One of his first discoveries was tartaric acid, a white crystalline organic substance found in many fruits, such as grapes. Winemakers had known about it for centuries, but it was Scheele who developed a method for chemically isolating it. He was also the first to isolate lactic acid from sour milk and discovered glycerin. He discovered hydrogen fluoride and hydrogen sulfide. But his greatest achievement was oxygen. This event marked the beginning of an incredible series of scientific failures.



Scheele discovered oxygen three years before Joseph Priestley, but he waited six years to publish his work. By that time, Priestley had already published his experimental data and conclusions regarding the gas. Before the element was named oxygen, Scheele called it "fire air" because of its ability to support combustion. He also realized that atmospheric air was a mixture of "fire air" and "corrupt air," one of which was breathable and the other was not.



Scheele continued his research and discovered at least six more elements—barium, chlorine, molybdenum, manganese, nitrogen, and tungsten—but he never received credit for them. In the case of chlorine, Scheele mistakenly believed it to be an oxide derived from hydrochloric acid, and called it muric acid. It was forty years later that Sir Humphry Davy discovered that muric acid contains no oxygen and is a simple substance. He named it chlorine. As for barium, Scheele knew it was an element, but was unable to isolate it in its pure form. Davy did the same again.



Drawing from the early 19th century depicting Carl Wilhelm Scheele's discovery of the composition of air

The same story repeated itself with molybdenum. Scheele firmly stated that the molybdenum mineral was unique and not a lead ore. He correctly assumed that it contained a new element and proposed the name molybdenum. However, it was Peter Jacob Hjelm who successfully isolated it, and he got all the credit. Scheele's streak of bad luck continued with manganese, an element he identified but also failed to extract.

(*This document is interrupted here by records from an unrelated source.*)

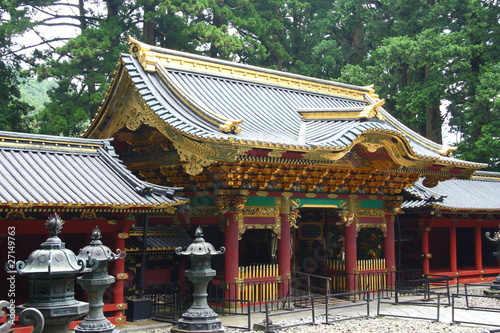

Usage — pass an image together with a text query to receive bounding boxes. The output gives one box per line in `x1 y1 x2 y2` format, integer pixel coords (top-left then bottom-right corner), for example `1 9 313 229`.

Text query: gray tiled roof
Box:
0 132 184 210
122 53 478 167
402 172 500 211
125 227 193 252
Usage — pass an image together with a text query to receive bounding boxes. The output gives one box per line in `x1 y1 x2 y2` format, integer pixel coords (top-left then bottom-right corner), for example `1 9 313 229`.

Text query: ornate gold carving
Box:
118 232 130 239
358 99 385 120
129 37 373 100
125 110 143 131
385 200 403 214
422 176 439 188
178 150 216 176
361 140 384 153
288 209 300 229
80 210 97 220
215 195 248 215
357 209 385 217
267 149 286 158
382 139 415 167
241 207 279 216
438 146 458 157
356 223 387 237
219 120 241 134
339 210 358 227
5 211 26 220
116 303 127 310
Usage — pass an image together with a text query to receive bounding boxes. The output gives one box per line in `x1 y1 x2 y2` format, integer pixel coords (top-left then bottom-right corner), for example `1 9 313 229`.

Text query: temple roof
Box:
401 171 500 211
125 226 193 254
84 40 486 177
0 132 185 211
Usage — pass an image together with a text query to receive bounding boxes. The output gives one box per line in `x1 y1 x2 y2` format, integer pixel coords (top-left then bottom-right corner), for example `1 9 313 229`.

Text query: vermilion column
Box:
110 220 134 324
421 227 431 275
450 225 458 272
345 220 358 291
224 213 239 299
278 214 291 298
474 225 483 271
384 215 396 287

Scheele wanted to be remembered for his many discoveries, but his name would ultimately be forever linked to the one invention he himself would rather forget: a compound known as Scheele's green. Over the decades, it caused the deaths of countless people, including, perhaps, Napoleon. Scheele's green was a yellowish-green pigment used to color wallpaper, fabric, and even some children's toys. The pigment was based on arsenic.



Napoleon's Room

Arsenic's toxicity was unknown at the time. People wallpapered their rooms in bright green, ladies wore green dresses, and newspapers and magazines used the rich green color for their advertisements. During his exile on the island of St. Helena, Napoleon lived in a house whose rooms were painted bright green, his favorite color. Although the official cause of death for the emperor was stomach cancer, it is known that exposure to arsenic significantly increases the risk of this disease. Analysis of samples of his hair also showed significant levels of arsenic.



In many ways, Scheele was ahead of his time. He discovered and isolated more elements and compounds than any of his contemporaries, yet the only thing named after him was a poison. Famed American author Isaac Asimov acknowledged Scheele as one of the greatest pharmacists in history, but his failure to achieve the same level of recognition as his peers led Asimov to aptly dub the genius "Unlucky Scheele."



A statue of chemist Carl Wilhelm Scheele in Humlegården Park in Stockholm, Sweden

Years of working with dangerous chemicals, including heavy metals (Scheele had a habit of tasting and smelling every new substance he discovered), undermined his health and led to kidney disease. Scheele died young, at the age of 43, from mercury poisoning.